His only child, four-year-old Noctis, was growing up without the influence of both parents. His mother was gone and his father was mostly absent, attending to royal duties - and he was getting to be a rebellious little handful.

Perhaps, King Regis mused, if Noctis had an older brother or sister of sorts to keep an eye on him, he would be less inclined to misbehave.

His uncle did not think twice about recommending his nephew for the task: an uncommonly intelligent, conscientious boy only slightly older than the prince.

King Regis had been lukewarm to the idea...but his attendant had been so enthusiastic about the recommendation, that he eventually came to think it would do no harm to give it a shot.

And so, Ignis was welcomed into the Lucis Caelum household, as a “companion” to the excitable little Crown Prince.

Thanks to his uncle’s PR.

***

“Kinda weird to imagine Noct as an uppity kid,” Gladio pointed out, casting a disbelieving glance at the faraway boy who was laser-focused on the fish in his line.

“Yeah,” Prompto mused aloud. “I’m trying to see Noct as an uncontrollable brat and I’m just - seeing a sleepy baby who can’t be bothered.”

“Oh,” Ignis chuckled, “trust me, he was a literal handful. He used to test the tempers of the adults around him, just to see how much he could get away with. As is natural with toddlers, I suppose...”

“But you were barely out of toddlerhood, yourself,” Gladio pointed out. “Six years old, right? When you entered the service.”

“Yes,” Ignis readily answered. “But. Uhm. My upbringing was...slightly different.”

“Different how?” Prompto asked.

This was a difficult question. Ignis visibly mulled over the best way to phrase the answer.

“There were expectations, you see,” Ignis presently explained. “As a Scientia, I was tasked to take my role as ‘royal companion’ seriously. Everyone in my family takes the concept of duty to heart.”

“All houses that serve the royal family do,” Gladio pointed out. “You think the Amicitias took things easy? It’s par for the course.”

Prompto wouldn’t have had the first clue about this. He wasn’t part of a royal family. He wasn’t aware of how “retainership” worked exactly, and why it seemed to be such a big deal.

Like him, Iggy and Gladio were by Noctis’ side because they _wanted_ to be, right?

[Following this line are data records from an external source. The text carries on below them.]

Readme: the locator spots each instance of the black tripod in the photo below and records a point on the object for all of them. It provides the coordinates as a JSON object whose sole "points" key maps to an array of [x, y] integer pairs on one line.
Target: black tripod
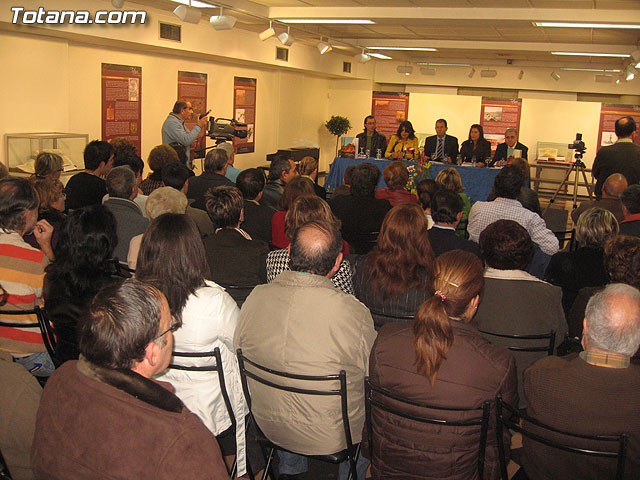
{"points": [[577, 166]]}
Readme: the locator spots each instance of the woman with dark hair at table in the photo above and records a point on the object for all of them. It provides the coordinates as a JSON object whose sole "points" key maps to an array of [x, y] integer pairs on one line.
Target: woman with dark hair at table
{"points": [[476, 149], [396, 276], [87, 239], [404, 144], [396, 176], [370, 140], [439, 360]]}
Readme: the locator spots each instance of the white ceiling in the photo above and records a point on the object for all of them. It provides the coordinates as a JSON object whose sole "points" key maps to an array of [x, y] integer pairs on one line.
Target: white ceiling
{"points": [[480, 32]]}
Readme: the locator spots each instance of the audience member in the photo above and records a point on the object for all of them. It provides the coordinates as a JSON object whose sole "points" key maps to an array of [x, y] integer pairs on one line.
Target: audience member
{"points": [[440, 360], [595, 393], [121, 185], [308, 208], [176, 175], [88, 188], [446, 211], [22, 272], [282, 170], [257, 218], [48, 165], [332, 332], [308, 168], [234, 257], [215, 165], [630, 199], [507, 186], [295, 188], [159, 156], [162, 200], [51, 202], [621, 157], [360, 212], [515, 302], [583, 267], [396, 277], [396, 176], [612, 188], [209, 317], [104, 417], [80, 270], [622, 263]]}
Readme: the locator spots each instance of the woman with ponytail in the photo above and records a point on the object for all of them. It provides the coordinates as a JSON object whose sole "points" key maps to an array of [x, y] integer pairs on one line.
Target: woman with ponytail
{"points": [[442, 361]]}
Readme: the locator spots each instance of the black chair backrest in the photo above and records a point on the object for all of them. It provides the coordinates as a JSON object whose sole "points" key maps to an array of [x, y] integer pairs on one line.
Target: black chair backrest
{"points": [[377, 397], [549, 347], [42, 323], [514, 419], [258, 375]]}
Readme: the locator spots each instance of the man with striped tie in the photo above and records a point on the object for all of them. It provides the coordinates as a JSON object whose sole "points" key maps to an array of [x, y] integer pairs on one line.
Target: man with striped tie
{"points": [[441, 147], [22, 272]]}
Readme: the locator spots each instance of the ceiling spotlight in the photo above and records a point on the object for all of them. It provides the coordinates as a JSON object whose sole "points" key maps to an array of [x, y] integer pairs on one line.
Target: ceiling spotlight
{"points": [[268, 33], [363, 57], [324, 47], [286, 38], [222, 22], [488, 73], [187, 14]]}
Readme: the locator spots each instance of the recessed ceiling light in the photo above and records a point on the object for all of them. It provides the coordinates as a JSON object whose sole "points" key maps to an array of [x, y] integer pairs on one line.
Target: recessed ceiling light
{"points": [[381, 56], [408, 49], [586, 54], [586, 25], [338, 21]]}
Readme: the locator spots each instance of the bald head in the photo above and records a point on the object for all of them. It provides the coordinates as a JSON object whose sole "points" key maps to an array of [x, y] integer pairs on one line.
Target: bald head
{"points": [[614, 185], [612, 322], [315, 248]]}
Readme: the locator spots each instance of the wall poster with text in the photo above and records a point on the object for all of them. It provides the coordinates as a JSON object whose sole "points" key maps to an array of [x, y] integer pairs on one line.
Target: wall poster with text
{"points": [[608, 116], [389, 110], [244, 111], [192, 87], [498, 114], [122, 103]]}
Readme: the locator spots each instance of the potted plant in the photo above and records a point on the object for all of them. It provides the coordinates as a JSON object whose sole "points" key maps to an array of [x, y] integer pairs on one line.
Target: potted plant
{"points": [[338, 126]]}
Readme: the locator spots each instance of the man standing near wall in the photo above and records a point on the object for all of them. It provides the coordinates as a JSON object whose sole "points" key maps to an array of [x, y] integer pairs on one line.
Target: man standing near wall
{"points": [[174, 129]]}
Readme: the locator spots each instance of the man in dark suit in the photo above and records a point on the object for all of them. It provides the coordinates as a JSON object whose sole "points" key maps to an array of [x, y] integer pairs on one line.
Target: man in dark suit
{"points": [[506, 151], [621, 157], [446, 212], [441, 147], [215, 167], [257, 218]]}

Not just because they were _expected_ to be...right?

“Yes, well.” Ignis pushed his glasses up the bridge of his nose. “When you put it that way, it seems the Amicitias and the Scientias might have one big thing in common.”

***

The “one big thing,” it turned out, was that they did not tolerate shortcomings.

House Amicitia traditionally served as soldiers - there was one King’s Shield in every generation, while other able-bodied men and women from their family filled lower military positions.

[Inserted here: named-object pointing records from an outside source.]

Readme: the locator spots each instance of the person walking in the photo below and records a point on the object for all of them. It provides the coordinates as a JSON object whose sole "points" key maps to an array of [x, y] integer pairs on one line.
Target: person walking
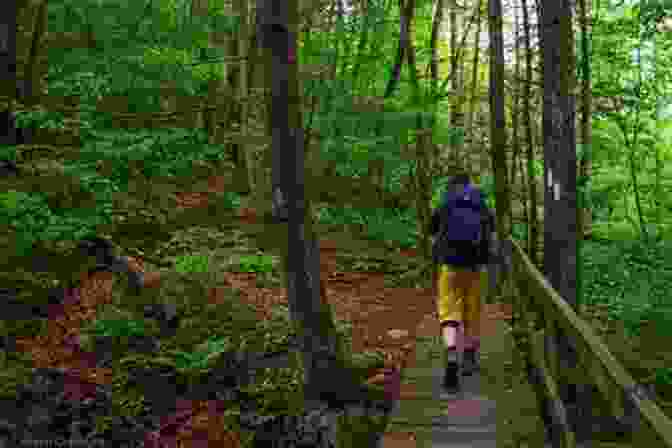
{"points": [[462, 227]]}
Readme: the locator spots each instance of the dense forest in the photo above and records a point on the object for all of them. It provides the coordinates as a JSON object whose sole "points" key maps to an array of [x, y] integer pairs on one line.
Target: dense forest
{"points": [[122, 107]]}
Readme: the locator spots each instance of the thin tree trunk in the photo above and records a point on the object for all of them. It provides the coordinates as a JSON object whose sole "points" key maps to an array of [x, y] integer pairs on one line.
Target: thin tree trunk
{"points": [[515, 112], [475, 93], [405, 11], [533, 229], [456, 116], [8, 61], [498, 119], [585, 166], [561, 242], [326, 375]]}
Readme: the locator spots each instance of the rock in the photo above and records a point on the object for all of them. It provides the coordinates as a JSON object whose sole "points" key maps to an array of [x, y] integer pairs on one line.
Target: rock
{"points": [[397, 334]]}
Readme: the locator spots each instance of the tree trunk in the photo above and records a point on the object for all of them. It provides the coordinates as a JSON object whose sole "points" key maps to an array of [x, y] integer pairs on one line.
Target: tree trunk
{"points": [[585, 164], [533, 229], [561, 241], [238, 79], [515, 113], [457, 115], [498, 120], [8, 60], [326, 377], [475, 93], [404, 42]]}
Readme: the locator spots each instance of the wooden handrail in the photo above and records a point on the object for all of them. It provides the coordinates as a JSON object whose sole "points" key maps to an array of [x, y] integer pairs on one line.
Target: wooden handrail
{"points": [[596, 363]]}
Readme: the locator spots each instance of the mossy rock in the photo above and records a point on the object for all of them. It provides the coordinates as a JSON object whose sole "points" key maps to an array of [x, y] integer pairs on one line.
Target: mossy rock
{"points": [[360, 431]]}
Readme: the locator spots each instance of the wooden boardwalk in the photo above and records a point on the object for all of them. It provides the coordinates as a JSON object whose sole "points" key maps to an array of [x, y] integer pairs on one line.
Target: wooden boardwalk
{"points": [[425, 417]]}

Not going easy on each other was a given. If one wanted to be strong, tough and capable, the most basic thing an Amicitia would need to do was learn to endure the consequences of their mistakes.

On the other hand, the scholarly House Scientia produced strategic advisers, of one kind or another. Agricultural experts, legal experts, engineers, and the like...

But they also provided valets, ladies-in-waiting, butlers and attendants.

Entering the royal service was a matter of familial honor, no matter what position you took. Whether you were a historian or a stable boy, what mattered was that you were in the royal employ.

And under no circumstance were you to bring shame to your house.

All noble families that served the King put their scions through rigorous training - aimed at honing their skills so that they might represent their families with pride.

But there was one special kind of “training” that some of the Scientias applied.

Something the King had no knowledge of.

***

Ignis fell silent.

“Well?” Gladio impatiently prodded. “What was it?”

“Let me start by saying,” Ignis said, with sudden solemnity, “abusive behavior comes in many forms. But when the topic of discussion is punishment for legitimate transgressions, some may refuse to call it ‘abuse’ at all.”

Prompto wasn’t sure he understood it correctly...

But he couldn’t quite believe what he was hearing.

And, apparently, neither could Gladio - who was, true to form, less emotionally conflicted than anyone else.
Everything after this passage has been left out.